Turning Grand Theft Auto into a deep learning dataset
A group at the University of Bologna is trying to make images from Grand Theft Auto more realistic so that they can act as training data for neural networks. Greg Blackman listens to Pierluigi Zama Ramirez’s presentation at the European Machine Vision Forum in Bologna in September
What can computer vision learn from video games? Researchers at the University of Bologna in Italy have trained neural networks using images from the video game Grand Theft Auto (GTA). The idea is to see if the computer graphics from GTA can be made to seem like real images - from the neural network’s perspective at least.
Pierluigi Zama Ramirez, a PhD student at the University of Bologna, described the work at the European Machine Vision Association’s machine vision forum, held in Bologna from the 5 to 7 September.

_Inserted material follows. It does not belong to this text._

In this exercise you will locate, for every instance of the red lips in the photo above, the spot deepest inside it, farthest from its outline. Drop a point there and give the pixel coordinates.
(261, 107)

One of the big problems with deep learning, Zama Ramirez explained, is annotating the large amount of image data needed to get an accurate output from a neural network. He said that a task like semantic segmentation – classifying each pixel of the image – mostly has to be done manually, which can take two to six hours for each image.

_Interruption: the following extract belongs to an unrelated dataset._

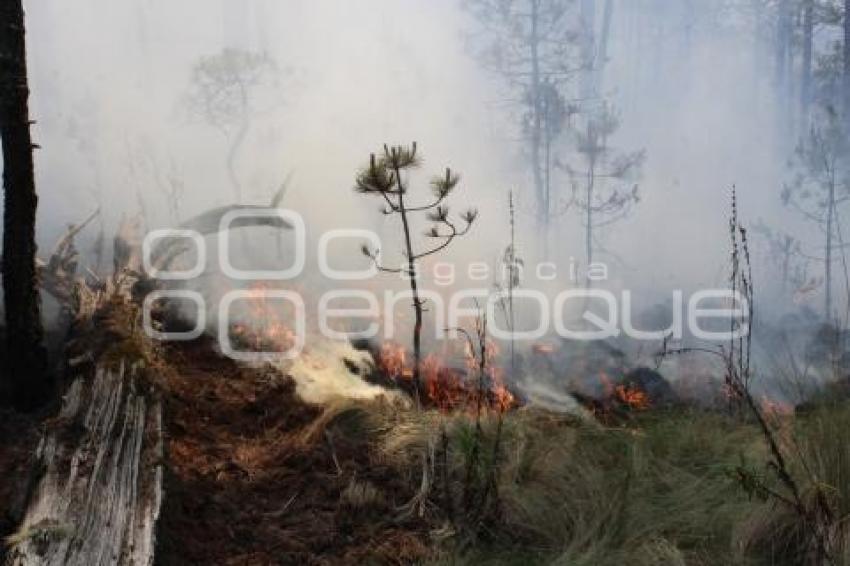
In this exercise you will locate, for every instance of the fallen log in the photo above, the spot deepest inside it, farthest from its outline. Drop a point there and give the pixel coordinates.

The advantage of training a neural network on synthetic data, such as those produced by computer graphics, is that ‘you can obtain the labels almost for free’, Zama Ramirez said, as well as having access to a lot of images.
The downside is that the models trained on synthetic data cannot achieve the same performance as models trained on real data.
The researchers therefore set about trying to make GTA images look more realistic using generative adversarial networks (GANs). This is a framework that consists of two neural networks: a generator and a discriminator. The generator takes a synthetic image from the video game and tries to transform it into a realistic image. The discriminator then takes the adapted images and a real image dataset, and tries to classify which is real and which is fake. Over time the generator gets better at producing more realistic images, while the discriminator becomes more adept at flagging synthetic data. This process produces a realistic image.
There are two branches of GAN: the pixel-level approach, like Cycle-GAN, and the feature-level method. Pixel-level approaches don’t exploit any semantic information, i.e. the context of the image, so a framework like Cycle-GAN can introduce a lot of artefacts, such as trees sitting in the sky.
Zama Ramirez worked with a new pixel-level GAN approach that exploits semantic information during the generation process. Here, the discriminator does not only classify if the image is real or fake, but also performs semantic segmentation of the image. This leads the generator to produce images that have the same semantic content as the source synthetic images.
The group worked with a dataset of 20,000 training images with semantic labels from Grand Theft Auto V, and a validation training set of 2,975 cityscape images without labels. A network was trained on GTA adapted images, and then the performance evaluated against the cityscape validation set.
The performance of the network trained on GTA adapted images increased from 18.23 per cent to 31.4 per cent mean intersection over union (mIoU), and from 60.43 per cent to 80 per cent pixel accuracy, compared to just using GTA raw synthetic data.
‘Training a network on our adapted images can achieve almost double that from training a network on just synthetic data,’ Zama Ramirez commented. ‘The adapted images belong much more to the real distribution than the synthetic images.’
However, he added that the adapted images ‘still can’t reach the same accuracy of performance as when trained on real data.’
The group is now employing a Cycle-GAN approach consisting of two generators and two discriminators to try and achieve even better performance. Whether Grand Theft Auto can be made to appear completely real is yet to be seen.